21 vehículos, en tres categorías, compiten lanzándose por la carretera de acceso al Otero
Pierre Nodoyuna, contra todo pronóstico y su propia historia, se ha alzado ganador de la carrera de Autos Locos de Palencia. El villano y su secuaces (el vehículo fue construido por José Ramón Isla, Rubén Zamora, Igor Zapatero y Ricardo López) fue el equipo ganador del concurso de la bajada del circuito de velocidad de Palencia (Palring), aprovechando la bajada del Cristo del Otero. Para ellos fue el premio de 450 euros, en base a la deliberación del Jurado, que valoró la originalidad del diseño del vehículo, los disfraces de los participantes y el tiempo de la carrera del trayecto marcado dentro del itinerario. Esta vez, Pulgoso no se rio.
Los más rápidos fueron los de la Guardia Viril que acometió la bajada como si fueran a detener el delito más grave y flagrante que se estuviera cometiendo en la parte baja del recorrido. Su vehículo, con luces azules y todo y con Gustavo Encinar y Óscar Martín, se hizo con la segunda posición de esta carrera loca, vistosa y divertida, de los Autos Locos de Palencia, dentro de la Feria de Movilidad Sostenible.
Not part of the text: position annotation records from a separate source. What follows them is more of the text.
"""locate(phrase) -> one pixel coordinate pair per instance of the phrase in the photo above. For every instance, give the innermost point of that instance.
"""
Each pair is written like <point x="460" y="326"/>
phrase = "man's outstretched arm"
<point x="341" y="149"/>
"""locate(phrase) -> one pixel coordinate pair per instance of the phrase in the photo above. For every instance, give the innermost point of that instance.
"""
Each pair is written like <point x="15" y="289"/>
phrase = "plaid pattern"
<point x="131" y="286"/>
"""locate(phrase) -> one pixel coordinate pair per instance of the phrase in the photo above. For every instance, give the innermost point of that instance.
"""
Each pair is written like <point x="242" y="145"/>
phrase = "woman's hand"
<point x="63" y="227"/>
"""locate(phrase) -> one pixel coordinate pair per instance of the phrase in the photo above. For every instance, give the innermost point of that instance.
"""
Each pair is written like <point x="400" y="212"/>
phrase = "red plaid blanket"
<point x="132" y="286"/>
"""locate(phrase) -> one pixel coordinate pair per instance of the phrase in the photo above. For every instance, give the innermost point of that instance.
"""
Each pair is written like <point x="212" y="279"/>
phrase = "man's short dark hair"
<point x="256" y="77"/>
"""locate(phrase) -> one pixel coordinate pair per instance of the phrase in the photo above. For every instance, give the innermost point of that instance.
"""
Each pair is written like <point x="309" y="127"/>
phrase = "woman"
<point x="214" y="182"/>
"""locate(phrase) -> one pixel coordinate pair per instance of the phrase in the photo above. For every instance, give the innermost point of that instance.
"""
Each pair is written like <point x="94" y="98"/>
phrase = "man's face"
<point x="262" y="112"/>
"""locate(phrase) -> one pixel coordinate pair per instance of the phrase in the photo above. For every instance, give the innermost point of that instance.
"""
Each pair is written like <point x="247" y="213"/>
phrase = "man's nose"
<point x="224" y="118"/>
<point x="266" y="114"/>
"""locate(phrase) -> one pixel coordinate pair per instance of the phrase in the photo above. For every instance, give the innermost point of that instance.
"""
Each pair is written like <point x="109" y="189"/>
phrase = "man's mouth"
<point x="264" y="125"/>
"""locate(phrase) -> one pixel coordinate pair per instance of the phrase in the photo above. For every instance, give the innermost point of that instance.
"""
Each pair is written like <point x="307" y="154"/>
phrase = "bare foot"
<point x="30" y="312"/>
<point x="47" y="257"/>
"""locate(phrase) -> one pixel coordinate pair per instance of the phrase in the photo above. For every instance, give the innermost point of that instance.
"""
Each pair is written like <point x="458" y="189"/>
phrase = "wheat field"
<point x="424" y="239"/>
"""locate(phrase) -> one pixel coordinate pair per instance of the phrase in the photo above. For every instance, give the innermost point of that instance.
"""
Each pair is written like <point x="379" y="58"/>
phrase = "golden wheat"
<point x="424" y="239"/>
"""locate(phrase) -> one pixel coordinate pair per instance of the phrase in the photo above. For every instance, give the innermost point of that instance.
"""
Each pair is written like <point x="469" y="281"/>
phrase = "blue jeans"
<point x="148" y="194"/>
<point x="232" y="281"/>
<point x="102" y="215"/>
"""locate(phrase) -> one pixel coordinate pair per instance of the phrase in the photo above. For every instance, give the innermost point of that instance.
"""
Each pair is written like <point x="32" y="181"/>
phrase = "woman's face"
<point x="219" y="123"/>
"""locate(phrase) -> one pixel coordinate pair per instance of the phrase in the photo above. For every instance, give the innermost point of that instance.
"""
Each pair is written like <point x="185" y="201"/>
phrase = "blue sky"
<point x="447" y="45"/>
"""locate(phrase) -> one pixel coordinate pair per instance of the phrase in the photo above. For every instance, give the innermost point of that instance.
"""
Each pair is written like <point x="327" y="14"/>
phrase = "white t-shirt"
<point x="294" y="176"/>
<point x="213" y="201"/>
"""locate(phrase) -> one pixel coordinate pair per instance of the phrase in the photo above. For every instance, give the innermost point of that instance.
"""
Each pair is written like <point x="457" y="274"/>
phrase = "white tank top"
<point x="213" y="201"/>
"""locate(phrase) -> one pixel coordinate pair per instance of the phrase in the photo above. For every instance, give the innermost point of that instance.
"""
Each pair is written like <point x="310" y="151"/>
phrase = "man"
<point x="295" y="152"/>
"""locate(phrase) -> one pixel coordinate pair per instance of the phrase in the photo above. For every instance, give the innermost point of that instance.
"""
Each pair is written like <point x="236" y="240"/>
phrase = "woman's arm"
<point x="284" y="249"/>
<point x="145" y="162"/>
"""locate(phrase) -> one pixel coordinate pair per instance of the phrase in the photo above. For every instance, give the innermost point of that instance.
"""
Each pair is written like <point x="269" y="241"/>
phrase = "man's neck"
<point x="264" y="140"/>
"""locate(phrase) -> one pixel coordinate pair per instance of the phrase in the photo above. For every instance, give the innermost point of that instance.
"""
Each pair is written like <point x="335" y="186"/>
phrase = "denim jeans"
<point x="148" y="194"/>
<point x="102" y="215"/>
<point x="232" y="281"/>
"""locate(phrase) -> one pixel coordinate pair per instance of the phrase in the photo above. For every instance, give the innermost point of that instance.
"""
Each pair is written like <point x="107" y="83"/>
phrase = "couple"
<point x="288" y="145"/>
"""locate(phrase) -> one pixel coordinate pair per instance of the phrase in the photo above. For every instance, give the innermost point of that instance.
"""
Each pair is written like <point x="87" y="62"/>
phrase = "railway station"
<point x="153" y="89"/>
Tumbando en las curvas, atravesando la espuma como si fuera simple niebla (aunque a otros participantes les jugó una mala pasada) y saltando en el último obstáculo de la carrera, los viriles agentes se llevaron 300 euros de premio.
El tercero fue para el Apollo II con 200 euros, mientras que el cuarto y quinto clasificados fueron la Ambulancia de la Cruz Roja y el Equipo Ja.
Todo en una carrera con 14 inscritos. Había otras dos: una para infantiles y otra para profesionales en esta prueba patrocinada por Repsol Oregón.
Los infantiles
Los primeros en tirarse desde la mitad de la carretera de acceso al Cristo del Otero fueron los coches de categoría infantil. Cinco vehículos que con más o menos suerte y velocidad sorteaban las curvas iniciales en herradura, la recta junto a los antiguos depósitos, la pendiente del comienzo de la carretera de subida al Cristo para introducirse en la zona de espuma, menos densa en esta categoría que en las posteriores.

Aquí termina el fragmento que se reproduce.